Group Battles to Clean Quarter – By Dan lawton

Armed with spray bottles, stepladders and a host of cleaning supplies, more than 100 volunteers set out to do battle Saturday in the long-running war against graffiti in the French Quarter.
The clean-up effort was organized by the Vieux Carre Graffiti Abatement Program, a 3-year-old initiative of the French Quarter Business Association that works alongside the Police Department and the District Attorney’s Office to increase public awareness of the illicit markings and crack down on those who create them.
“The French Quarter is a place that people flock to do graffiti,” said Annie Flettrich, executive director of the business association. “This is a community effort to see what we can do to prevent it.”
Flettrich said that in addition to occasional group clean-ups, which are focused on public structures such as street signs, the program also provides resources to owners of private buildings that become victims of graffiti “taggers.”

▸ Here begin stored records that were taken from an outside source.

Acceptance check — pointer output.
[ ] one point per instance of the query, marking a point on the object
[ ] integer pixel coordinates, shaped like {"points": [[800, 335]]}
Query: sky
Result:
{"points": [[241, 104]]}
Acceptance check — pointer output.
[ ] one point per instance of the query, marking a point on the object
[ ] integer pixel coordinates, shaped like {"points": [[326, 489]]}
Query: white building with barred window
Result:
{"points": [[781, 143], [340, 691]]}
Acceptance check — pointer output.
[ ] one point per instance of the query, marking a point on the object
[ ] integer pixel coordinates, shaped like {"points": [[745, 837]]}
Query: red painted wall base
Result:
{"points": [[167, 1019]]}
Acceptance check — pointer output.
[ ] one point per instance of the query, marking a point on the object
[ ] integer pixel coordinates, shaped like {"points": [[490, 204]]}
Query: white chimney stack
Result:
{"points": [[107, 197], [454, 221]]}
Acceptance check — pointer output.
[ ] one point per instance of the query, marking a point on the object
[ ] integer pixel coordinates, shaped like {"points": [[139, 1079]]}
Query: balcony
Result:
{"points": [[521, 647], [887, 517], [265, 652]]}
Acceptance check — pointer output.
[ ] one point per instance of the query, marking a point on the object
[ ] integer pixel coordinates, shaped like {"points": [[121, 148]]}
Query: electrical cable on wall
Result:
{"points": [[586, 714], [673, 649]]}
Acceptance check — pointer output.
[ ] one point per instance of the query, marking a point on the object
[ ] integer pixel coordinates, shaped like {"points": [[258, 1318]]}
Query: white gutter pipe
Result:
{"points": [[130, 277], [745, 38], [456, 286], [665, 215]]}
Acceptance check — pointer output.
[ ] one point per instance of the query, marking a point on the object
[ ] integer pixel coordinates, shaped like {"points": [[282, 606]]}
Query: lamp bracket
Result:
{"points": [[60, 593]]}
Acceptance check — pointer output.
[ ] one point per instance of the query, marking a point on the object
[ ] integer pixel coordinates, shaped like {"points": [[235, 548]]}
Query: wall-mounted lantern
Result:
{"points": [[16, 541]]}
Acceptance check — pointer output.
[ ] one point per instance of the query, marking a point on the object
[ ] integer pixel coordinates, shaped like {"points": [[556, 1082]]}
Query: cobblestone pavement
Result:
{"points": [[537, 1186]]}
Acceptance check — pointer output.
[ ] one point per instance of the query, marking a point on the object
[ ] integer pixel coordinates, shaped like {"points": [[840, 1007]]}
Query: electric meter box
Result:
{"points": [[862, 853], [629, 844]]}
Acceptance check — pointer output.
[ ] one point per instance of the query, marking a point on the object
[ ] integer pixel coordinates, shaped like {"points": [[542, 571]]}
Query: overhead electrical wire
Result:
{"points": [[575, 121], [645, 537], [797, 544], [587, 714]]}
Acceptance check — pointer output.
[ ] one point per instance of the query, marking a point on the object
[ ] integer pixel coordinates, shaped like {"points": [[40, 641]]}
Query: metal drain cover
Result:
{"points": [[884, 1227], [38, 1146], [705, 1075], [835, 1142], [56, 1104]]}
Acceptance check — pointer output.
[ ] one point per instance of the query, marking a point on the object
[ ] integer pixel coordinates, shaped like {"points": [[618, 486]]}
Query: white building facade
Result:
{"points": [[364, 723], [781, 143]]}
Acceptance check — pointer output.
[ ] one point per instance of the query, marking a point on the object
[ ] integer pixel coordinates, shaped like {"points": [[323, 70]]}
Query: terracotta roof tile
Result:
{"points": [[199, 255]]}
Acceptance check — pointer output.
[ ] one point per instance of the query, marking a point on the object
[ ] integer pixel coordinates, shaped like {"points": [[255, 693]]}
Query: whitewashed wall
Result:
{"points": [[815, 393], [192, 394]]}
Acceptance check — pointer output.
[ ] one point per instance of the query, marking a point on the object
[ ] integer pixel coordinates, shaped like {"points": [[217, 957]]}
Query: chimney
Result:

According to Gail Cavett, a French Quarter resident and a member of the program’s board, building owners are required to remove graffiti within 30 days or risk citation by the Vieux Carre Commission.

“If we see graffiti on a building, we’ll stop by and say, ‘We’re your neighbor, and we want to help you,’” Cavett said. She added that the program provides lists of approved graffiti-removal products and of professionals with experience removing the markings.
Removing graffiti quickly is key to preventing their creators from coming back, Cavett said. “With these guys, it’s all about bragging rights. If you get it off immediately, they will stop tagging your block,” she said.

Those associated with the effort said they believe the extent of graffiti has declined in the French Quarter over the past three years, but admitted the problem is persistent. In many cases, the group says it is hard to tell whether graffiti artists are simply relocating to other parts of the city.
Commander Jeffrey Walls, who oversees the 8th Police District, which includes the French Quarter, said that a lack of reporting of graffiti offenses and the speed with which buildings can be defaced make it difficult to catch perpetrators.